Боже, как хорош белый режим на третий день от своего сотворения! Как бойко стучат машинистки, какие милые, интеллигентные женские лица над ремингтонами. У дверей кабинета два лихача-солдата, вроде тех, что каменели в старину у царской ложи, и из этих дверей порою выплывает в свежей рубашке, в распахнутом кителе и душистых усах, о, какой если не генерал, то вроде него – полковник или капитан, и как нежно, одухотворенно и скромно плавают на чиновничьей и военной поверхности жирные, хотя и редкие, пятна истинного просвещения; как кокетливо выглядывают из-за обшлага наши университетские значки.

О, alma mater, гнездилище российской казенной учености, и твой тусклый луч позлащает сии эполеты, аксельбанты и шпоры. В одно из посещений штаба мне даже довелось видеть в приемной поручика Иванова, этого Мадемуазель Фифи белогвардейской Казани, настоящего профессора, в крылатке, в скромной шляпе с мягкими полями, с теми пышными и чистыми сединами, какие после Тургенева носили все ученые-народолюбцы, кумиры «чуткой передовой молодежи», который вполголоса быстро-быстро сообщал лениво и пренебрежительно слушавшему его юнкеру всякие особые секреты по части неблагонадежных элементов, спрятавшихся в его квартале…

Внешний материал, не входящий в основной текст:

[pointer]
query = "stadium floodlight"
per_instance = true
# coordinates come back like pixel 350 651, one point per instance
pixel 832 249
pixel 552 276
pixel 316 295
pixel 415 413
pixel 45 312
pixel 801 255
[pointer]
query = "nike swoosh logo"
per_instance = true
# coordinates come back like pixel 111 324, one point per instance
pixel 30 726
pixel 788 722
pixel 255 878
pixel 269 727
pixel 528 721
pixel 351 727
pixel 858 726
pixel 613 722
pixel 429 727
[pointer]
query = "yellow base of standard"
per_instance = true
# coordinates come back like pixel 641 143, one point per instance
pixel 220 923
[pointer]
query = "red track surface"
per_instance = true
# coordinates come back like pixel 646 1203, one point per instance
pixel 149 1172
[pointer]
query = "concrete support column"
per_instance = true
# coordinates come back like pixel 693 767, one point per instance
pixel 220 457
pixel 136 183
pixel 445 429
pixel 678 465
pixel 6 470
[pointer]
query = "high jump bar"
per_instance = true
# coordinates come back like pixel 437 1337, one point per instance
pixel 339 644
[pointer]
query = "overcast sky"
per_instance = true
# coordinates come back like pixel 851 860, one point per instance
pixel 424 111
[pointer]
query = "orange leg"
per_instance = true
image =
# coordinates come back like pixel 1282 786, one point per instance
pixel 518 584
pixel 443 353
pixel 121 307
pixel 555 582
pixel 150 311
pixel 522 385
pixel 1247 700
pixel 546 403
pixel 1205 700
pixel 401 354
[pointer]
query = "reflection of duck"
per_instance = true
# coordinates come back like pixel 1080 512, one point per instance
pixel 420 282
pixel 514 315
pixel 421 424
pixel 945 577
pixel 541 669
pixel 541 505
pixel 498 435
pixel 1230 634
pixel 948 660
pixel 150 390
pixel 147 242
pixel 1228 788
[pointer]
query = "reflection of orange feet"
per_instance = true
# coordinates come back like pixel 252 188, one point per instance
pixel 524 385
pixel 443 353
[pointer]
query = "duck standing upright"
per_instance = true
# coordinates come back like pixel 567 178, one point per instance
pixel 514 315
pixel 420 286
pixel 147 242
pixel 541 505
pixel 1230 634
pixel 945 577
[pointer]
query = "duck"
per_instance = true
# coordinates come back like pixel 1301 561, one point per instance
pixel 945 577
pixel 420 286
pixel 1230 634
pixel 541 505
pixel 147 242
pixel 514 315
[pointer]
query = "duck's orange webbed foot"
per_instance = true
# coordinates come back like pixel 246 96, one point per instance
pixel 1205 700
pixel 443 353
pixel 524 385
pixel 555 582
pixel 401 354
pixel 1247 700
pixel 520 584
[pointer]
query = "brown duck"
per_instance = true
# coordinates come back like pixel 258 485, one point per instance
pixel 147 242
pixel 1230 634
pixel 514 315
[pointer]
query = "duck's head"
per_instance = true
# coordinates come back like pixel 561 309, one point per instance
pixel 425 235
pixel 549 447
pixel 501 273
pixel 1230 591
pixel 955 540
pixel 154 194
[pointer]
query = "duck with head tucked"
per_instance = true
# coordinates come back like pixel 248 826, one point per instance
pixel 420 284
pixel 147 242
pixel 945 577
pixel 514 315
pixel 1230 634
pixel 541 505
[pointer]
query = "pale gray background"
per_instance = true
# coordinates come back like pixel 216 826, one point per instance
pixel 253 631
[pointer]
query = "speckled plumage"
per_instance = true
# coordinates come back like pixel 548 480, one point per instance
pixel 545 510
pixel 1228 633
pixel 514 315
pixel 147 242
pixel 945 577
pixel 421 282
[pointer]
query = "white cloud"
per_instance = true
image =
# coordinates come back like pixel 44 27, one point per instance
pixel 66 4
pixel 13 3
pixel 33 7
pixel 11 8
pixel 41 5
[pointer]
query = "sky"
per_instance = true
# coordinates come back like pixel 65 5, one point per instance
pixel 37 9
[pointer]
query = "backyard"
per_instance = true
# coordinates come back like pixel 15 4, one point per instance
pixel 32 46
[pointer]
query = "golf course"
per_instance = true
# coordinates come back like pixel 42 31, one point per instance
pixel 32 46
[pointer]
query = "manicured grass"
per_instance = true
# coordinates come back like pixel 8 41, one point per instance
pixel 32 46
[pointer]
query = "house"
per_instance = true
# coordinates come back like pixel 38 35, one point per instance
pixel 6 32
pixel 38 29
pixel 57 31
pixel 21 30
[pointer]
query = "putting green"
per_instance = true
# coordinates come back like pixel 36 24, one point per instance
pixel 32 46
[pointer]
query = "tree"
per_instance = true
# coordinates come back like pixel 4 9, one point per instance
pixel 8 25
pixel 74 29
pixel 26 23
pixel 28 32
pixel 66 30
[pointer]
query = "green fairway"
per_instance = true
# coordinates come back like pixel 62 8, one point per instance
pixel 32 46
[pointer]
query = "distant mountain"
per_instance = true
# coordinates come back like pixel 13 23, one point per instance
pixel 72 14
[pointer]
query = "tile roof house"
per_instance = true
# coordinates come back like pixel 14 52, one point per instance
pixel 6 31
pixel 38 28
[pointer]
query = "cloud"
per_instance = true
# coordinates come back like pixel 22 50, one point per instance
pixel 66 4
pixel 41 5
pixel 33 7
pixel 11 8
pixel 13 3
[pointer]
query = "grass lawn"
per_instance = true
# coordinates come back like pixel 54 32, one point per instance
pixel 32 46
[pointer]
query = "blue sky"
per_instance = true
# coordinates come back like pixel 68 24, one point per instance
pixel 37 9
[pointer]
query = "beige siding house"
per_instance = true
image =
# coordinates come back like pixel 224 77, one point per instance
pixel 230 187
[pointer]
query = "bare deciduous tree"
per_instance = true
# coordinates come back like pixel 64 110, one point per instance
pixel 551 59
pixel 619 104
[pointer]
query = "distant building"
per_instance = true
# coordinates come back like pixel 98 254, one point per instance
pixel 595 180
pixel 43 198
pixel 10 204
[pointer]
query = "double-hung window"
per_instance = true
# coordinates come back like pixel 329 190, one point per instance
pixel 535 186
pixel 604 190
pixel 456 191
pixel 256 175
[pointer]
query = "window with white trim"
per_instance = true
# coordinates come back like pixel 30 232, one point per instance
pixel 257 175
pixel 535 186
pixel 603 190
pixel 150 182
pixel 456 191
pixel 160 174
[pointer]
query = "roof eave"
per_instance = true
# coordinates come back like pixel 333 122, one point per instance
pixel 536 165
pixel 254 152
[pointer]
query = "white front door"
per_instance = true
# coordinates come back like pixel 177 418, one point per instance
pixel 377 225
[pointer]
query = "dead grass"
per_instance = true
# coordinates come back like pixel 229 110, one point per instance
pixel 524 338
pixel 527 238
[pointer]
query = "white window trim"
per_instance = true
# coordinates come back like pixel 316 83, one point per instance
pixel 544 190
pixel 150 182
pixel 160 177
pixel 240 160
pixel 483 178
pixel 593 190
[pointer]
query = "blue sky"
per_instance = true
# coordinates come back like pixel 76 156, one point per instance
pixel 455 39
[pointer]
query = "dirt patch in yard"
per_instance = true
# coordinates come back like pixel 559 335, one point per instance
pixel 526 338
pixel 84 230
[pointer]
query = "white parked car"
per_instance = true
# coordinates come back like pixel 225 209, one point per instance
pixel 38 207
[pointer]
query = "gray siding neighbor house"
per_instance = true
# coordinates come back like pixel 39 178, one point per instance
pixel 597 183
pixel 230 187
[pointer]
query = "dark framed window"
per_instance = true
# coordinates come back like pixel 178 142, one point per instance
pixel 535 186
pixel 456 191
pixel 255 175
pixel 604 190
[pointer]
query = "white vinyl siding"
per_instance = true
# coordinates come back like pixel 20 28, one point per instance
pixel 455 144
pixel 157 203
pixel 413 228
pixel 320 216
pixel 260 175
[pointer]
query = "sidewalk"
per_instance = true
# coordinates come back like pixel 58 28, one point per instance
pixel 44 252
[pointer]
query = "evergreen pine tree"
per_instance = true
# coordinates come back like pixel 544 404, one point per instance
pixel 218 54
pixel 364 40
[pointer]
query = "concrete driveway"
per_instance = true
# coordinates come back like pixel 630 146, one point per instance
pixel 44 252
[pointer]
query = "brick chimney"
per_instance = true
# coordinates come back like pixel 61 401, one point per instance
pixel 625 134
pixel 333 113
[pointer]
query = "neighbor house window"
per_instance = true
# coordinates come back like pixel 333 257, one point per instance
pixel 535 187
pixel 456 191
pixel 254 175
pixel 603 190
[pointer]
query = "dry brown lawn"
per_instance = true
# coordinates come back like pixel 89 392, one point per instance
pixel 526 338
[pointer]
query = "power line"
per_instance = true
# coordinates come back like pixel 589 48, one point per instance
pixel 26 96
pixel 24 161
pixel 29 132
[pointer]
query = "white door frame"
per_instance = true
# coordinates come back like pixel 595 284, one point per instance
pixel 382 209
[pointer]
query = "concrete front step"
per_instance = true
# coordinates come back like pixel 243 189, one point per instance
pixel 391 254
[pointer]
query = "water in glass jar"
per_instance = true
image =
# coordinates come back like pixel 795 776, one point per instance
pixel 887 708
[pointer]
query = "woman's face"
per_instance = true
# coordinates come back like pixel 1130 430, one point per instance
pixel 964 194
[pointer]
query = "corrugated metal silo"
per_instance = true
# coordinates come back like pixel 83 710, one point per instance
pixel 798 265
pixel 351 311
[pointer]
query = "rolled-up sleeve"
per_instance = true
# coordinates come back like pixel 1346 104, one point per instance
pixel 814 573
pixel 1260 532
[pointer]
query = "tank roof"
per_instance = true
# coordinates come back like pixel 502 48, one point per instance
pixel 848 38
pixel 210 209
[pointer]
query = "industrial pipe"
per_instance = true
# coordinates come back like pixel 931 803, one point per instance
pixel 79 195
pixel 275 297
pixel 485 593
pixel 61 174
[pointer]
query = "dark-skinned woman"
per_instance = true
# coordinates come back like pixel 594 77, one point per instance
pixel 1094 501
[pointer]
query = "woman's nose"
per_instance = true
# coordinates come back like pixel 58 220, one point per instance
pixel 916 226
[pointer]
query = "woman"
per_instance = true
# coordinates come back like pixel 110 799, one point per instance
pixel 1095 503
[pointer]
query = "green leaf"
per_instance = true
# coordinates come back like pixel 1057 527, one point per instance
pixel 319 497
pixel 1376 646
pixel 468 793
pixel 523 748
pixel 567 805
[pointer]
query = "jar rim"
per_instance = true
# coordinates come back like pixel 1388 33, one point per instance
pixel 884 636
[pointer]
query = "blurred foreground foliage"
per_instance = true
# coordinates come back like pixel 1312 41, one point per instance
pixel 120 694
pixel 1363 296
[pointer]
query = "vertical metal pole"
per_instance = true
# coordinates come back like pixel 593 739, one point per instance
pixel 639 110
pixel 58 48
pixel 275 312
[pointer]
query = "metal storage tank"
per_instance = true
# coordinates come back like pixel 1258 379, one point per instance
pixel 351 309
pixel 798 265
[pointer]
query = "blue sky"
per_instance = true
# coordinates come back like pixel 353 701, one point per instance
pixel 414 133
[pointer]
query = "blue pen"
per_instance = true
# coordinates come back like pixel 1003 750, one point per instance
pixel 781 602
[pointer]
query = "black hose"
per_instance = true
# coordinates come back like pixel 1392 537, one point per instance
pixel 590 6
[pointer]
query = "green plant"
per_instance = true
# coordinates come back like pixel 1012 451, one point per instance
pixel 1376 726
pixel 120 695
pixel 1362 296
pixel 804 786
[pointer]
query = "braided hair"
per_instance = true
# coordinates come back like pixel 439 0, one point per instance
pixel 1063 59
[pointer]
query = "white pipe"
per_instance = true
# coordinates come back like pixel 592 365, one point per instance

Дня два продолжались мои визиты на Грузинскую; от нескольких секретарей и дежурных удалось окончательно узнать список расстрелянных и бежавших друзей. Пора было подумать об обратном исходе.

Пристав, тщетно прождав моего без вести пропавшего «мужа», начал проявлять признаки беспокойства; денег не было ни гроша, и мои подвальные соседи настойчиво советовали уходить, пока не поздно. Да и жизнь в постоянной лжи, в ежедневном разговоре на тему о жидах, коммунистах и грядущих победах святого православного оружия становилась невыносимой. Однажды утром я тихонько оделась, ощупала в кармане засохшую корку хлеба, в которой окаменел запрятанный в мякиш пропуск, и решила уйти из дому, чтобы уж не возвращаться в него никогда. Жена рабочего успела всунуть мне в руну трехрублевую бумажку. Но у ворот меня остановил пристав:

– Вы куда, сударыня, в такое раннее время?

– В штаб, сегодня обещали дать точную справку.

– Позвольте вас проводить, я помогу, окажу, так сказать, протекцию.

– Да не беспокойтесь, я отлично доеду сама…

– Какое тут беспокойство? Нет уж, разрешите старику поухаживать за дамой.

Как я ни отговаривалась, пристав стоял на своем, и мои слова прилипали к его сладкой настойчивости, как мухи к сахарной бумаге.

В штабе точно из-под земли вынырнул расторопный секретарь, а пока мы с ним проходили через общую залу, за спинами просителей и барышень, с любопытством провожавших нас глазами, блеснул уже белесый холодок штыка.

Кабинет поручика Иванова помещался наверху, в трех маленьких комнатах. Первая из них, приемная, была густо набита просителями, арестованными, родственниками всякого рода и часовыми. Пока мой почетный конвоир бегал докладывать Иванову, тому самому, который «за революцию» бил по пяткам казанских железнодорожных рабочих, я успела оглядеться.

И вот в двух шагах, лицом ко мне, группа знакомых матросов из нашей флотилии. Матросы, как все матросы восемнадцатого года, придавшие Великой русской революции ее романтический блеск. Сильные голые шеи, загорелые лица, фуражки «Андрея», «Севастополя» и просто «Красный флот». Боцман смотрит знакомыми глазами, пристально, так, что видно его голую душу, которая через двадцать минут станет к стенке, – его рослую душу, широкую в плечах, с крестиком, который болтается на сапожном шнурке, – не для бога, а так, на счастье.

Стучит, стучит пульс: секунда, две, три, не знаю сколько. И глаза, громко зовущие к себе на помощь, уже не смотрят. Они, как орудия в сырую погоду, покрылись чем-то серым. Стукнули приклады – матросов уводят. В дверях боцман осторожно оборачивается. «Ну, – говорят глаза, – прощай». Комната вертится, как сумасшедшая; откуда в ней этот блеск воды, блеск моря в ветреный день, с такой короткой, сердитой, серебряной рябью.